After more than two years living at home, I’d saved enough to buy a place and I was choosing between schools in Chicago or Los Angeles. As a Weetzie Bat fan, I was tempted by the glamour of Los Angeles, but Weetzie meant sunglasses and palm trees; I loved candy and cemeteries. Big cities seem to belong to everyone. They pulse and thrum in such a way that it’s hard to hear your own heartbeat. After my partying days, I felt I needed to hear mine. Plus, I missed my mom and Acacia, and I liked the idea of staying close to them. So I bought a townhouse located somewhere between two of the graveyards. After so many years trying to escape suburbia, I chose it. I embraced it.

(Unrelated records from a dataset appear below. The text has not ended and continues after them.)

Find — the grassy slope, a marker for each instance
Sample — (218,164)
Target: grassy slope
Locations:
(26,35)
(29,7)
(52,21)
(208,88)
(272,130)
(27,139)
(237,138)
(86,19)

Here, I’m not the “sad one.” The couple who own the local record shop know my tastes and recommend music to me. When the editor of the local paper found out I was a writer, he not only sent someone to interview me, but he asked me to become a regular columnist. When my cat died last year, I was allowed to eulogize him, and people on the street actually stopped me to offer their condolences. I feel seen here in a way that I didn’t in Oak Park or Madison, and it’s given me the opportunity to live and write and develop my own identity without the distractions of constant entertainment or the confinement of snobbery.

I’m going to be leaving Forest Park this summer after almost 10 years to move to Seattle. This time I’m not doing it to flee suburbia—I’m just sick of Midwestern winters. But I’ll miss it. It was the first place I could really call home; it taught me what that means. ♦

* All names besides Simon’s have been changed.